“The faculty and staff are people with experiences who can tell you, ‘This is how you do it in the real world.’ ”
When Terrance Boyd was a freshman, he was like many University of Arkansas students starting college careers. He had to adjust to a new town – one different from his native Pine Bluff – and to newfound independence. To help ease the transition, he participated in the Connections Mentoring Program, offered through the university’s Multicultural Center. “It’s how I met a lot of the people I still keep in contact with,” he says.
In the program, freshmen are paired with upperclassmen, who serve as mentors.
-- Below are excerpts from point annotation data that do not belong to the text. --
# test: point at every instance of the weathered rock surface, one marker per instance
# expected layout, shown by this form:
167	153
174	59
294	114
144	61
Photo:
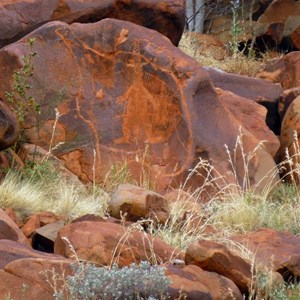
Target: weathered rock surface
274	23
286	98
9	127
11	251
123	86
14	287
285	13
215	257
274	249
261	91
19	17
252	117
203	44
136	203
196	284
288	141
285	71
104	243
38	220
27	278
36	154
9	230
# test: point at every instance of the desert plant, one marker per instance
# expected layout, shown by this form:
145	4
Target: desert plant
89	282
31	194
21	102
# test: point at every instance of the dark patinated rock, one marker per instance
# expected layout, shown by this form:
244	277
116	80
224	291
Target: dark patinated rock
19	17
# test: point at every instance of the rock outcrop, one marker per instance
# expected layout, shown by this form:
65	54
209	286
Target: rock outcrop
125	92
9	127
19	17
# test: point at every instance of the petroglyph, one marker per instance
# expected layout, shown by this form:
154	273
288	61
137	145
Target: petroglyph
151	108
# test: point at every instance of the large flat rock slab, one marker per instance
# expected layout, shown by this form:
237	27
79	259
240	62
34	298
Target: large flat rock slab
19	17
125	93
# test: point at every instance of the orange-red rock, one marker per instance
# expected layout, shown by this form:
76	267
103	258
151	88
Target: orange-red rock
19	17
127	91
39	270
9	126
196	284
261	91
10	251
36	154
205	45
253	117
288	142
274	249
30	278
215	257
286	98
285	71
136	203
104	243
14	287
38	220
9	230
12	214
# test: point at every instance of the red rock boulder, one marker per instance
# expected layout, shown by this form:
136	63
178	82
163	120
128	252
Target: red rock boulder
261	91
285	71
9	230
125	92
9	127
31	278
195	283
274	249
136	203
105	243
20	17
215	257
11	251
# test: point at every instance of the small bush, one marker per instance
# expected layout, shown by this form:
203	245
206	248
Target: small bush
141	281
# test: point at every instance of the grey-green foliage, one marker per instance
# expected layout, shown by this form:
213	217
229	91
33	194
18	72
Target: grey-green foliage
141	281
21	102
236	29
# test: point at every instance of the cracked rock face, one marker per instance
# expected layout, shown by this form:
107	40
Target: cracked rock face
19	17
9	127
125	93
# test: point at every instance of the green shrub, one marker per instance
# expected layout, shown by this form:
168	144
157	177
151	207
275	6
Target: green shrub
141	281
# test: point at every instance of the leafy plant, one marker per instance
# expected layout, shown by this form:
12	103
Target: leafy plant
21	102
236	29
89	282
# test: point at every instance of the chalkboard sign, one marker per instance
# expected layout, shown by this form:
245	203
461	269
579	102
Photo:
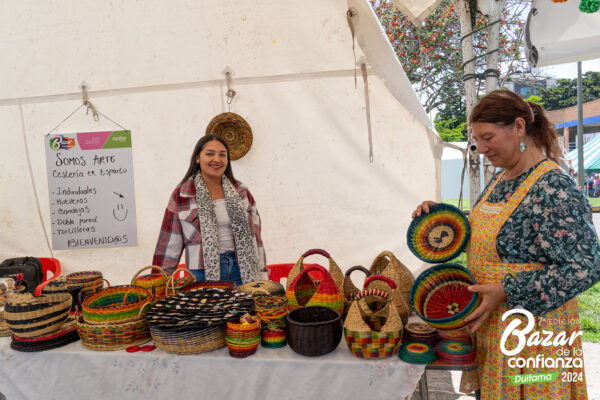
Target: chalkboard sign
90	185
Moved by the experience, Terrance decided to continue his participation in Connections, as a mentor and now as president.
He says he found mentoring so rewarding that he became a counselor for the Business Leadership Academy, which is designed to create awareness of retail industry careers. The 13-day summer residential program for freshmen is sponsored by the Center for Retailing Excellence and the Office of Diversity Programs, both outreach centers at the Sam M. Walton College of Business. Boyd says he immediately noticed something when he saw all of those fresh faces. “They grouped up like they had been friends for years,” he says.
Terrance says it was family that got him interested in the University of Arkansas and the Walton College. He says he used to hear stories from his older sister, Whitnee Boyd, about how much she enjoyed attending the university. Her stories of campus life and programs made a lasting impression.
“I would always see things she would do,” he says. “She’s always been a spearhead and trail blazer.”
Now, Terrance is contemplating which trails he will blaze.
Majoring in accounting with a minor in both Spanish and retail, Terrance says he’s keeping an open mind as to what the future holds. He says he likes the idea of working for Walmart as a buyer, perhaps, or a product manager at the Colgate-Palmolive Co. Yet, he wouldn’t rule out going to graduate school or using his Spanish-speaking skills to work with Northwest Arkansas’ Hispanic population.
Then there’s auditing, which he says also fascinates him. “You have to be ethical,” he says. “You have to be alert.”
Terrance says the person who first mentored him in the Connections program now plays a significant role in his day-to-day college activities: they’re fraternity brothers in Kappa Alpha Psi fraternity, where Terrance serves as keeper of the records.
His mentoring experiences also led to something else: taking on leadership roles. He serves as vice president of the university’s chapter of the National Association of Black Accountants. He says the group recently went to a conference in Austin, Texas, to learn career development skills while, on the home front, sponsoring seminars on resume-building and professional etiquette. It also does community service projects, such as participating in Make a Difference Day, he says.
Terrance also is a Walton College Student Ambassador. As a student ambassador he gives Walton College tours to prospective university students.
While he’s gaining his leadership skills, he says he continues to look up to the leaders at the Walton College, who continue to share their knowledge and inspire.
“The faculty and staff are people with experiences who can tell you, ‘This is how you do it in the real world,’” he says.